監督・脚本:藤原知之 出演:仁村紗和、奥村心結 / 時間:16分

■配信作品(4) 『inside you』(「MIRRORLIAR FILMS Season1」収録作品)

『inside you』三吉彩花監督の洗練された演出は人の成長を色合いで象徴する

  俳優・三吉彩花が監督に挑戦。それが驚くほど洗練されていて、画の力を信じたショットの数々から紡がれた作品であったことが衝撃であり、つい見惚れる美しさから視覚の刺激へと移り変わり、彼女の美的センスを再確認することに。よくヨーロッパの映画祭で重要視されることとして「社会問題」とは別に「登場人物のファッション」が上がるのです。それを踏まえると、三吉監督がインタビューで、ヨーロッパ映画が好きだと言っていたことに納得します。

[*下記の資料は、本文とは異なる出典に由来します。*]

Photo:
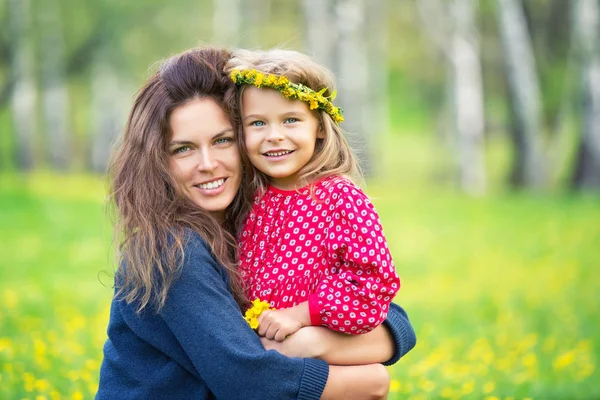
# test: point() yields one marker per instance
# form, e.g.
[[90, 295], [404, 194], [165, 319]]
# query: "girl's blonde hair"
[[333, 155]]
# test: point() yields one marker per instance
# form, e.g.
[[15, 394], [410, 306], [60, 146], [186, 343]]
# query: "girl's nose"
[[274, 135]]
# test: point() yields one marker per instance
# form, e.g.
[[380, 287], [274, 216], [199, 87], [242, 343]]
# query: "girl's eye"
[[223, 140]]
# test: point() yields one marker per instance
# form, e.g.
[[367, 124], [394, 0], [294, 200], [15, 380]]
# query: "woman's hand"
[[278, 324], [305, 343], [336, 348]]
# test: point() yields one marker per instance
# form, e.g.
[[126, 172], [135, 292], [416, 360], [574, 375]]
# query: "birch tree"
[[24, 92], [587, 27], [227, 21], [320, 33], [353, 76], [109, 108], [55, 97], [452, 27], [524, 94]]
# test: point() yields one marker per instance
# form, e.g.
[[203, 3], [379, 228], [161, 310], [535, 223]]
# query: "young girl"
[[312, 245]]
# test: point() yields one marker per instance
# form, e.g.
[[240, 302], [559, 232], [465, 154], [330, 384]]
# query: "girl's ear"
[[320, 131]]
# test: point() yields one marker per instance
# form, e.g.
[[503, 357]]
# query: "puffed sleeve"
[[355, 297], [224, 351]]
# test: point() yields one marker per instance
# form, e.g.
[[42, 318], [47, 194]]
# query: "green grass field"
[[503, 292]]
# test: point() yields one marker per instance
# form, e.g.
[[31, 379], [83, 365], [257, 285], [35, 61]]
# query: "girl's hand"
[[278, 324]]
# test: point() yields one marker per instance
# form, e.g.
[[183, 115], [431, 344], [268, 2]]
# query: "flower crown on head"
[[289, 90]]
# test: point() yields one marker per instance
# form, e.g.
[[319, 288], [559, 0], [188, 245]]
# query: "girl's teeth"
[[212, 185], [279, 153]]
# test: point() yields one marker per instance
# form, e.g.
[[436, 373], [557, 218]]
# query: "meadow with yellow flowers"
[[503, 291]]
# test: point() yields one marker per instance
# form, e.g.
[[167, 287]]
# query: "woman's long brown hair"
[[150, 213]]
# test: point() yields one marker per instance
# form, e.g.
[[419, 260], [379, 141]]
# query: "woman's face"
[[203, 155]]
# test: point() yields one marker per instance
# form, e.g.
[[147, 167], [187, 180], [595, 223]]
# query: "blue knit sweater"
[[200, 347]]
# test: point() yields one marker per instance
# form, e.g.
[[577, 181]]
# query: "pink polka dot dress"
[[325, 246]]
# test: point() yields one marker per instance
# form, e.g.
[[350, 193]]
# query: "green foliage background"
[[502, 291]]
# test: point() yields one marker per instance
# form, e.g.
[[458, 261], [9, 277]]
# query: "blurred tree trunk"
[[467, 96], [320, 34], [452, 27], [55, 96], [109, 109], [586, 28], [528, 167], [377, 101], [353, 77], [226, 22], [23, 93]]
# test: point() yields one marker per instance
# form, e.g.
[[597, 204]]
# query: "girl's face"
[[203, 155], [280, 134]]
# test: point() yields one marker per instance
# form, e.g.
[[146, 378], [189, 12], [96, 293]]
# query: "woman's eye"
[[181, 149], [223, 140]]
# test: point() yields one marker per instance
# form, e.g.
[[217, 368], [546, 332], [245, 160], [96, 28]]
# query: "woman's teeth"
[[278, 153], [212, 185]]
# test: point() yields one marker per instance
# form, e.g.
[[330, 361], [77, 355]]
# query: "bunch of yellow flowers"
[[289, 90], [258, 306]]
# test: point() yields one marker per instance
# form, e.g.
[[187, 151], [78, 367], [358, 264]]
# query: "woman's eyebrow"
[[223, 133], [252, 116], [178, 142]]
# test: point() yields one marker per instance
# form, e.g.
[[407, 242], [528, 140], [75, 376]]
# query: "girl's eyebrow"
[[252, 116], [287, 114]]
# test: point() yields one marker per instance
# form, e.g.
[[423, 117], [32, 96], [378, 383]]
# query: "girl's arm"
[[355, 296], [385, 344]]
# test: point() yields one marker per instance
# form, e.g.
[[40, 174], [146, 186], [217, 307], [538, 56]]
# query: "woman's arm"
[[385, 344], [360, 382]]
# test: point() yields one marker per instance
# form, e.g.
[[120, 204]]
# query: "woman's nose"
[[207, 160]]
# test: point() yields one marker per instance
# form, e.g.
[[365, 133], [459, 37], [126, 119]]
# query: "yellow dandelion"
[[564, 360], [259, 79], [253, 323], [489, 387], [41, 385], [271, 80], [77, 396]]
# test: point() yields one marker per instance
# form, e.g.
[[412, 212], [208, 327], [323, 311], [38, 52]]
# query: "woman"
[[176, 329]]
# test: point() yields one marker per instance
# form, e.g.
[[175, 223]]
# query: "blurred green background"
[[475, 124]]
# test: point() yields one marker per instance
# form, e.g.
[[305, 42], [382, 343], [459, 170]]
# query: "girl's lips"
[[275, 154]]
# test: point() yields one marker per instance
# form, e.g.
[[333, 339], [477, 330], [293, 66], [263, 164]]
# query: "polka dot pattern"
[[325, 246]]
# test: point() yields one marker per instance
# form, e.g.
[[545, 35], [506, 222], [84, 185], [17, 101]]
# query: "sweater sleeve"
[[402, 331], [226, 353], [355, 297]]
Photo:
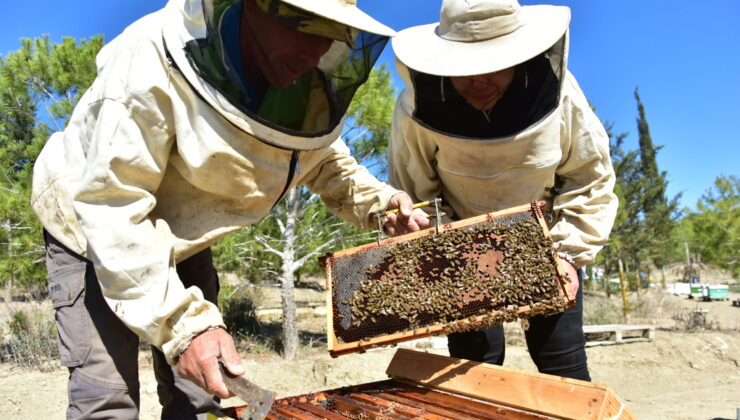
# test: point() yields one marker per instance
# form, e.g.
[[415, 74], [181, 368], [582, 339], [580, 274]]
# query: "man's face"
[[282, 53], [482, 91]]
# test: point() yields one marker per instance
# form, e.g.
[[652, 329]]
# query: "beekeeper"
[[490, 118], [202, 116]]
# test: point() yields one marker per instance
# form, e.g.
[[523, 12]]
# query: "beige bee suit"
[[475, 176], [156, 165]]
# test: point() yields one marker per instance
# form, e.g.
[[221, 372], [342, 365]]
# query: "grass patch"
[[30, 341]]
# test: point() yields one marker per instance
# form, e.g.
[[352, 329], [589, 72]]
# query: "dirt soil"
[[679, 375]]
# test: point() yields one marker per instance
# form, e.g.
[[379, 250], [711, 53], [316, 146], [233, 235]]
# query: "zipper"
[[294, 168]]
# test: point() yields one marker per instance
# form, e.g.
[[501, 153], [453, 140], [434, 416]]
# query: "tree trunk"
[[287, 272], [623, 289]]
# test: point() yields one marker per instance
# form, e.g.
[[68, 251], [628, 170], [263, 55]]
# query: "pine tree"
[[301, 228], [657, 213], [39, 85]]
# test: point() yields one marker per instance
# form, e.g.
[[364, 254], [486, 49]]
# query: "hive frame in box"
[[434, 387], [336, 348]]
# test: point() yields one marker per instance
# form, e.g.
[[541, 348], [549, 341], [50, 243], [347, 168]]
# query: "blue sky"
[[684, 56]]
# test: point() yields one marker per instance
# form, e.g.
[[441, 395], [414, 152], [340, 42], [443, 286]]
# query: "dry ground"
[[679, 375]]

  まさに視覚の情報から生み出された本作は、セリフに頼らない感情表現。ひとりの少女が、思考の中で問う「自分は何者になりたかったのか」を既存の色に捉われず、水の色もより濃密な色に変えてしまう自由さはアート映画のよう。特に無垢な感情を純白に喩え、それを打ち抜く赤は、情熱を表すという描写は、映画は語るものではなく、表現するものだと信じた演出ならでは。短編だから伝えられることとしてアイテムを用い、冒頭のカメラが後半では一眼レフに変化したり、山口まゆ演じる主人公が、白ベースの服装からやがて様々な色が混じり合ったワンピースへと変わるのも、人の成長を色合いで象徴していると読み取れます。(文:伊藤さとり 映画パーソナリティ)

・作品情報&配信情報

自分のしたいことが分からない主人公。「幼い頃、何を夢見ていたのか?」と自問自答する彼女は、移動中のバスの中から、河川敷でクラシックバレエを踊る女性の姿を見つける。
監督:三吉彩花 脚本:相羽咲良 出演:山口まゆ、飯島望未 / 時間:13分

【配信概要】
『毎週金曜は、ミラーライアーフィルムズ短編映画の日。』として、ドコモの映像配信サービスLemino 「ミラーライアーフィルムズ」チャンネルから、Season1~Season4、Season5 以降の新作・オリジナル作品・関連作品などが順次配信される予定。

【「ミラーライアーフィルムズ」概要】
ミラーライアーフィルムズは、映画プロデューサーの伊藤主税、俳優の阿部進之介、山田孝之らがプロデュースする、クリエイターの発掘・育成を行う短編映画制作プロジェクト。2021~22年公開のSeason1~4では公募作品を含む、俳優、映画監督、漫画家、ミュージシャンなどが監督した36本の短編映画を発表した。短編映画だから、短編映画ならば挑戦してみたいと、映画未経験者や普段映画に関わらない異なるバックグラウンドのクリエイターが集まり、新しい視点やアイデアが生まれる場となっている。

Season1~4 参加監督(五十音順)
Azumi Hasegawa/阿部進之介/安藤政信/井樫彩/池田エライザ/枝優花/GAZEBO/紀里谷和明/Ken Shinozaki/駒谷揚/齊藤工/志尊淳/柴咲コウ/柴田有麿/武正晴/西遼太郎/野﨑浩貴/花田陵/林隆行/針生悠伺/福永壮志/藤井道人/藤原知之/真壁勇樹/松居大悟/三島有紀子/水川あさみ/三吉彩花/村岡哲至/村上リ子/ムロツヨシ/山下敦弘/山田佳奈/山田孝之/李闘士男/渡辺大知

2024年5月31日劇場公開となるSeason5には、竹中直人、大橋裕之、榊原有佑、ピウス・マチュルスキス、巖川虎太郎、十川雅司、Season6には小栗旬、浅野忠信、Season7には加藤浩次、加藤シゲアキの参加が決定した。